Enzo Striano ne “Il resto di niente” ambienta in questa casa la triste vicenda della morte dell'unico, adorato figlio di Eleonora ma sicuramente l'evento fu precedente. Probabilmente, Striano intende sottolineare la tragicità delle vicende che in questo luogo si dipanarono e che posero la parola fine allo sfortunato matrimonio. Qui, infatti, secondo le testimonianze dei vari atti giudiziarii (non solo quelli relativi alla separazione ma anche la denuncia di Eleonora per sfrattare l'amante del marito dalla sua casa e da Napoli, essendo questa Abruzzese) la scelleratezza di Pasquale Tria oltrepassò ogni limite, giungendo a instaurare una convivenza forzata tra la moglie, l'amante e la figlia di quest'ultima, di cui probabilmente era il padre.

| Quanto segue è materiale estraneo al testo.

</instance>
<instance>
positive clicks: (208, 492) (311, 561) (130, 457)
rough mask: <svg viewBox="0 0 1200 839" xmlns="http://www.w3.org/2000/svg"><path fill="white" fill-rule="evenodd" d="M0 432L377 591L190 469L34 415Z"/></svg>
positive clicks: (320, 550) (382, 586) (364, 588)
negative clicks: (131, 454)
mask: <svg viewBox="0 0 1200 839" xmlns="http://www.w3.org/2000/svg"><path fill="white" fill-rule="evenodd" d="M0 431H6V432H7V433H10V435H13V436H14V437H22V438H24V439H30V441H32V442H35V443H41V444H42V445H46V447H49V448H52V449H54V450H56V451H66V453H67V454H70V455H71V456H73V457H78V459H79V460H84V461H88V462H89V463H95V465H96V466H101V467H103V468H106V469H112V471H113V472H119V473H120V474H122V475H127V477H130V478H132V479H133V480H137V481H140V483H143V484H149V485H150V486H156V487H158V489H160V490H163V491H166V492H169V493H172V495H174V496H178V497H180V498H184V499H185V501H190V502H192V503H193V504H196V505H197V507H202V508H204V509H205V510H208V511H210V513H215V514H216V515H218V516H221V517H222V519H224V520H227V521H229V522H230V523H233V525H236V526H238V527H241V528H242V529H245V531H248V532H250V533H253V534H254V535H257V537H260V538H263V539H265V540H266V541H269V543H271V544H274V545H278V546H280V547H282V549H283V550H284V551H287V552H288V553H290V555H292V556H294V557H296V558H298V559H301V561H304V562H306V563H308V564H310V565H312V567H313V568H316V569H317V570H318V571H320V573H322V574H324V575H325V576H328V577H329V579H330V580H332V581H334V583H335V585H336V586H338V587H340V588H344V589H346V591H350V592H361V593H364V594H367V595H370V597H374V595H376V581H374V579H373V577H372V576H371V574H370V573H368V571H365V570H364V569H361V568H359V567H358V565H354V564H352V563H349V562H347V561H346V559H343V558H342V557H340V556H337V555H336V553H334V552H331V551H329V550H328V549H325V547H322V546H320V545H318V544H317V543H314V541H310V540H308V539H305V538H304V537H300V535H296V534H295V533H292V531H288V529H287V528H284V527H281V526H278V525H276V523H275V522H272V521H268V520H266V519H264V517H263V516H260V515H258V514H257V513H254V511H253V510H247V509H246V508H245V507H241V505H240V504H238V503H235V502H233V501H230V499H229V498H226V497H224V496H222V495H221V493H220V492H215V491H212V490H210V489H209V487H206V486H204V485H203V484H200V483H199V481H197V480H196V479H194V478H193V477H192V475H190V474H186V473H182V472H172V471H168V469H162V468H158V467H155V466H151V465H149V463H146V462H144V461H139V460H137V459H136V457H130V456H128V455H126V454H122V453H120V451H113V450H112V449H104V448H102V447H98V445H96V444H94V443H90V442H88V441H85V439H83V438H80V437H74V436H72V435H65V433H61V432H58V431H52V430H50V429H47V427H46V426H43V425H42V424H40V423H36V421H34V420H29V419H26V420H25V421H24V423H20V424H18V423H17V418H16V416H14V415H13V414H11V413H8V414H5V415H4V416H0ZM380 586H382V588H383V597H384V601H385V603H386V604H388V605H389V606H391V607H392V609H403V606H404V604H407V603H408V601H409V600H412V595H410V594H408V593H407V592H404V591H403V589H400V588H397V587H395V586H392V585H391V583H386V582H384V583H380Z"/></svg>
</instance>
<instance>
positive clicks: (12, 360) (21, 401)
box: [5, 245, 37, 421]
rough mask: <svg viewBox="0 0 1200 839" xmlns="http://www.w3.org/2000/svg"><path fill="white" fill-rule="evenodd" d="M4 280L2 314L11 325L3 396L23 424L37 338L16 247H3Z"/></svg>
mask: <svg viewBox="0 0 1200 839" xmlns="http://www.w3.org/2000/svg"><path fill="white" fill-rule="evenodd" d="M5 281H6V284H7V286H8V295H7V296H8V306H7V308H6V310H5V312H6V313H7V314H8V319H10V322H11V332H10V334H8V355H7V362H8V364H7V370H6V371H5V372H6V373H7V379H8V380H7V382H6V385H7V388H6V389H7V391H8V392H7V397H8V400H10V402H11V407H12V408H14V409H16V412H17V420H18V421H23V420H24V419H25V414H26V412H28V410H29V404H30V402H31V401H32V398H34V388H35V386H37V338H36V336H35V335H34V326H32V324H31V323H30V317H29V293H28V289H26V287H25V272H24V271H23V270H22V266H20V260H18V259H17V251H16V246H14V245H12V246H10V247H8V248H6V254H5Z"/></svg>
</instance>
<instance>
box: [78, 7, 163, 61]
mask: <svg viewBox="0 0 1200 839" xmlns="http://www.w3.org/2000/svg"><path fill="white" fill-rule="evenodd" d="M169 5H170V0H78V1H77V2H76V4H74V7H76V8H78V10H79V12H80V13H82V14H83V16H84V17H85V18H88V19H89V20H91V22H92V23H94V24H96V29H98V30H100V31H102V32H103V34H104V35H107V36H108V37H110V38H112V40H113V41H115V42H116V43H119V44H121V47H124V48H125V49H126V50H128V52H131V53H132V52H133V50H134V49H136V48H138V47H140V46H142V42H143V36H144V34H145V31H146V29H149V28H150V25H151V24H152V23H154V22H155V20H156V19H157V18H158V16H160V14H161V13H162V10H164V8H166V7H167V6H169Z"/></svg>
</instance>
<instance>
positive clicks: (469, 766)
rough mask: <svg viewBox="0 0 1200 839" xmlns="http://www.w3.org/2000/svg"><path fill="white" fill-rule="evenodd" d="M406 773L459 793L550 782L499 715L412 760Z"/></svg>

Sempre Striano ci fa immaginare Eleonora, tra l'altro incinta, che di notte sorprende il marito mentre giace con la “Cuffiara” Angela Veronica, amante di origini misere e di costumi non morigerati. Gli atti del processo attestano la veridicità di questi eventi che provocarono alla dolente consorte un ulteriore aborto e la definitiva decisione di separarsi dal marito.

 


 [*1]         Carlo Knight “Sulle orme del gran tour” Electa, 1995.

 [*2]  Archivio di Stato di Napoli. Atti del processo di separazione.